Unicode traps in localization: Characters that break your app silently

Most localization bugs are obvious: a button label is missing, a date format is wrong, a string is still in English. Unicode bugs are different. They are invisible in your editor, they pass code review, and they surface as mysterious failures in production that can take hours to trace back to a single invisible character.

Worse, they don't just look bad, they break functionality. A zero-width space in a translation key can mean a localized string fails to load entirely, leaving users staring at raw key names like auth.login_button instead of "Log in". Unicode normalization issues can even create security vulnerabilities: attackers have exploited "confusable" characters (homoglyphs) to bypass authorization checks or perform account takeovers.

This post covers the Unicode issues that show up most often in multilingual applications, from invisible characters that silently corrupt strings to security traps that most developers never consider.

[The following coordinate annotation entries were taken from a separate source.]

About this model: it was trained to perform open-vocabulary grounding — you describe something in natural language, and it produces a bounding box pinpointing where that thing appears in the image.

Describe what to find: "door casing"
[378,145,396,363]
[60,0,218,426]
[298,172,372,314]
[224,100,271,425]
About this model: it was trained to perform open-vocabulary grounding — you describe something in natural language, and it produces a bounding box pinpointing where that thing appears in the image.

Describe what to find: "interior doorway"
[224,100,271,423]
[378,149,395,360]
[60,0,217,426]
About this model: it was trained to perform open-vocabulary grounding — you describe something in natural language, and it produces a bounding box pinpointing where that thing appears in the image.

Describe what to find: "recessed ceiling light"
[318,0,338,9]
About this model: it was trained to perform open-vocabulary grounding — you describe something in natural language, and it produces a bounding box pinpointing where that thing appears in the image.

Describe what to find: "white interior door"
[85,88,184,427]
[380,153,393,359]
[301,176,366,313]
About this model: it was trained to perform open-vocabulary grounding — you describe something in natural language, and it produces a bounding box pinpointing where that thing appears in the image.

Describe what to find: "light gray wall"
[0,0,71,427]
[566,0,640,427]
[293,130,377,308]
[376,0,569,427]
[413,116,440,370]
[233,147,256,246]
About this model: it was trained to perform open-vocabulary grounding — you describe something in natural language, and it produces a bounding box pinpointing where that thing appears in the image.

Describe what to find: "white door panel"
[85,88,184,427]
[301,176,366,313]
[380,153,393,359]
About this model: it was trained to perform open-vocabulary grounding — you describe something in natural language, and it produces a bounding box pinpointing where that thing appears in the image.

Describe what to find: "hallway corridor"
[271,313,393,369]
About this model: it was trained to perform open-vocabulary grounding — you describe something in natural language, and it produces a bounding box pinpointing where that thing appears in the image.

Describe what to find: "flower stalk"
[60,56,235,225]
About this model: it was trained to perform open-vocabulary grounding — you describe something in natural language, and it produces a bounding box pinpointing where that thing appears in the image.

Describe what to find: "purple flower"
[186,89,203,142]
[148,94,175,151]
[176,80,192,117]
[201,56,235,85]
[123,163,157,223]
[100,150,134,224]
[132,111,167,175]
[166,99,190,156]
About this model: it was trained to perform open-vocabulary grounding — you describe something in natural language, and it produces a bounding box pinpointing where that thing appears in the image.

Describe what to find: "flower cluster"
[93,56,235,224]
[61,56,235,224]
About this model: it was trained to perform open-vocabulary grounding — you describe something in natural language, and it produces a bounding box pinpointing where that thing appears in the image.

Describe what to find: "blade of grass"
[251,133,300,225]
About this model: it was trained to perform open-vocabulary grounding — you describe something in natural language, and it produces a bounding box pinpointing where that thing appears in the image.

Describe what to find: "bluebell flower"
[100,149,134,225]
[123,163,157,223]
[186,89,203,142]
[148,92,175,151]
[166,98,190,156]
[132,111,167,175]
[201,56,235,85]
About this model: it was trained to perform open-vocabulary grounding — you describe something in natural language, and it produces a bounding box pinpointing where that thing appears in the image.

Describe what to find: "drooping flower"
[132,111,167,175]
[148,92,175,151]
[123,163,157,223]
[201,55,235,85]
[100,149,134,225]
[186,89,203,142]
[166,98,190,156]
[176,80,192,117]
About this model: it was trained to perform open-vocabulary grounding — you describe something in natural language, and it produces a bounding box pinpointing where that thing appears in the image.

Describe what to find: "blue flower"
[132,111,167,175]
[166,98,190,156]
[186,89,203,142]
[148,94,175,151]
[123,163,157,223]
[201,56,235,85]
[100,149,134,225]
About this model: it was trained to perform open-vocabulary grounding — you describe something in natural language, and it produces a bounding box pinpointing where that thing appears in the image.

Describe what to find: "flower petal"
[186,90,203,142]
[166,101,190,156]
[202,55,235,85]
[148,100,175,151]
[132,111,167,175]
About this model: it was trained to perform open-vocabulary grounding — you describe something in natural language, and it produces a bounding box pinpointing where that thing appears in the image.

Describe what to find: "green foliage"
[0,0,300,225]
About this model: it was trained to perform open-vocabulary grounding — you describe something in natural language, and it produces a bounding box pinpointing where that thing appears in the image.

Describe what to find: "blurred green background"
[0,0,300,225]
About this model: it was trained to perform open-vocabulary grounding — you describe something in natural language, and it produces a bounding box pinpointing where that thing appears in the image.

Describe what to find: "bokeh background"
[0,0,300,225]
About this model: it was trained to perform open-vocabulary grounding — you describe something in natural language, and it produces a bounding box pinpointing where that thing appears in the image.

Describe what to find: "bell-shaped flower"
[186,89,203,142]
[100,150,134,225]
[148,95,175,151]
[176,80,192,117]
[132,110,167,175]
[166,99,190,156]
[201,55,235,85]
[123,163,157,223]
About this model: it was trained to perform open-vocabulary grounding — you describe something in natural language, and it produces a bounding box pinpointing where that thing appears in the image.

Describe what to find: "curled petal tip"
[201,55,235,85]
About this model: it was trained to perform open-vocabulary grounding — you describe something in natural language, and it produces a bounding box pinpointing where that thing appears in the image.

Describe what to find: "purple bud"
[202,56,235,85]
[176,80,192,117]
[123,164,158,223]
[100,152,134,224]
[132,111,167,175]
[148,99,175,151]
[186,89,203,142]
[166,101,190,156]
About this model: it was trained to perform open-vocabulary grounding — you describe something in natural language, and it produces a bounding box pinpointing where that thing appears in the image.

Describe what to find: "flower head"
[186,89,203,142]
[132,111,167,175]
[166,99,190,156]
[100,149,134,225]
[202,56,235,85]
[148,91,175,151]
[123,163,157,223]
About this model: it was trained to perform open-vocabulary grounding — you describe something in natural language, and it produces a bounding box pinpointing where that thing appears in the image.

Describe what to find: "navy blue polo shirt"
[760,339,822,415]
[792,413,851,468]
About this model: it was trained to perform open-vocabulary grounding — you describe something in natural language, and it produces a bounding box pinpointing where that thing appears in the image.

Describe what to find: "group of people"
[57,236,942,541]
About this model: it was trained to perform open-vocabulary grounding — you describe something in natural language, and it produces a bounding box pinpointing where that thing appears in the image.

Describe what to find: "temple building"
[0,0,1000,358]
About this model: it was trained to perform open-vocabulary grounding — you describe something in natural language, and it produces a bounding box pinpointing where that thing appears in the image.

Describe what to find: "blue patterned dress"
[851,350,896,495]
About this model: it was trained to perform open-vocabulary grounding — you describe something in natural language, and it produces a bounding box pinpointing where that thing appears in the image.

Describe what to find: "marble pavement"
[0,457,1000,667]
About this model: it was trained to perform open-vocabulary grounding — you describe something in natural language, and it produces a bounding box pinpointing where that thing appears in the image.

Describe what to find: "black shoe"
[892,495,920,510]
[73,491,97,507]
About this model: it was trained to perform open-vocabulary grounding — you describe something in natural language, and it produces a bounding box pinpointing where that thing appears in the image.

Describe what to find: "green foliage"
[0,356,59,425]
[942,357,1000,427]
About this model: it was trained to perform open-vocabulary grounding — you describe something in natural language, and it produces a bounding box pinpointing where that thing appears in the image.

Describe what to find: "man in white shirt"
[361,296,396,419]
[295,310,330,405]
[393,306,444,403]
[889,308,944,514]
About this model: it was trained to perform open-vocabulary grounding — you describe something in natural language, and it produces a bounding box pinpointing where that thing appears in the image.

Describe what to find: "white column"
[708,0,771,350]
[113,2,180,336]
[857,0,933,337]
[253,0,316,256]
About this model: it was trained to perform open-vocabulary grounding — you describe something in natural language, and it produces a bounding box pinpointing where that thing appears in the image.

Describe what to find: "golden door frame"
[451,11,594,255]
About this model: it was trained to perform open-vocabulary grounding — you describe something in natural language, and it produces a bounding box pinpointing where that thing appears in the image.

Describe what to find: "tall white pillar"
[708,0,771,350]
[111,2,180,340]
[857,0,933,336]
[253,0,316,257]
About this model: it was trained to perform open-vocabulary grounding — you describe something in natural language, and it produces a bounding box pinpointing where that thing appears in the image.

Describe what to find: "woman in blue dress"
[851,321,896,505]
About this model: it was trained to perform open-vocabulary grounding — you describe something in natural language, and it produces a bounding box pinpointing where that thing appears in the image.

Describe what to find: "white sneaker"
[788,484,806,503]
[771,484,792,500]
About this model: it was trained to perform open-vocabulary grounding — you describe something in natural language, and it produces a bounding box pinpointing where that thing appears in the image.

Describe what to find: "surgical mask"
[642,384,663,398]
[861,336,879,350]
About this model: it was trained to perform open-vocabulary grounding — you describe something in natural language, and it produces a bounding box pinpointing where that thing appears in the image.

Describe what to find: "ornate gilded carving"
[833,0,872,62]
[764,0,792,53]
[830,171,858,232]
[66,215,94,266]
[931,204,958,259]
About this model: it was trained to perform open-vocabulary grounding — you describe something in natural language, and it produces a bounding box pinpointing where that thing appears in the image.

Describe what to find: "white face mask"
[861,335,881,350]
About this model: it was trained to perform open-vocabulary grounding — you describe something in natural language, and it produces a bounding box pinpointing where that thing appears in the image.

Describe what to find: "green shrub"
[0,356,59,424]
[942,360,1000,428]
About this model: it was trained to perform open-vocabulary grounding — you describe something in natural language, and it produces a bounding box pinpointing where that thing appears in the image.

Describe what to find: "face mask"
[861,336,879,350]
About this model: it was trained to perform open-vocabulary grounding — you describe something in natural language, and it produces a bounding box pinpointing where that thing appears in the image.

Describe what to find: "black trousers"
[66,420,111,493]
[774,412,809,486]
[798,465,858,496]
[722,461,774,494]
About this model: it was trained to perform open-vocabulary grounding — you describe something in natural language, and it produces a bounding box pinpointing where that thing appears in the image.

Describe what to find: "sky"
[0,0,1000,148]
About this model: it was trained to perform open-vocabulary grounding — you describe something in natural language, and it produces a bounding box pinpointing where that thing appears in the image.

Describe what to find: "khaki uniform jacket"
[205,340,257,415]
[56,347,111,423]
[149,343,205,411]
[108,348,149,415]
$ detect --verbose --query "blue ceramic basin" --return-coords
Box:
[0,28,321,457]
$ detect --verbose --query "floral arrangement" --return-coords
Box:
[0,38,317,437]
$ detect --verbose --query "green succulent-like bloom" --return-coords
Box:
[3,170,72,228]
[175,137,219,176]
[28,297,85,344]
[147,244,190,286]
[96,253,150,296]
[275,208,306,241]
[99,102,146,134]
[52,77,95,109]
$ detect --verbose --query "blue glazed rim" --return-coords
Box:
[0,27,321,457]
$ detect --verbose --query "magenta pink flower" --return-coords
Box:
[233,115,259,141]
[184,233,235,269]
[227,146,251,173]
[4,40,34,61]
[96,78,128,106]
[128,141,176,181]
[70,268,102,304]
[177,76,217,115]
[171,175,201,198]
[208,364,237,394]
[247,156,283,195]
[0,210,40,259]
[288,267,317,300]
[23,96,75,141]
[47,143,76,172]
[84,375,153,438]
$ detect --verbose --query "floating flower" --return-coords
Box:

If you are building on the broader technical guide to internationalization and software localization, this is the low-level layer that everything else depends on.

Why character encoding still causes problems in 2026

UTF-8 is the correct encoding for nearly every web and API context. The problem is not usually the encoding you choose, it is the encoding assumed by one layer of your stack that you forgot to check.

A database configured with latin1 collation, a legacy CSV export that assumes ASCII, a file processing pipeline with no explicit encoding declaration, a third-party API that returns headers without a charset. Any one of these can corrupt multilingual text in transit.

The classic symptom is called mojibake (文字化け), a Japanese term for garbled text: é appearing where é should be. This is UTF-8 bytes being interpreted as Latin-1. The fix is always to find the layer making the wrong assumption and enforce UTF-8 consistently.

The practical rule: verify encoding at every boundary. Database connection string, file I/O, HTTP headers, and API request/response handling all need to declare UTF-8 explicitly. Silent defaults are where bugs hide.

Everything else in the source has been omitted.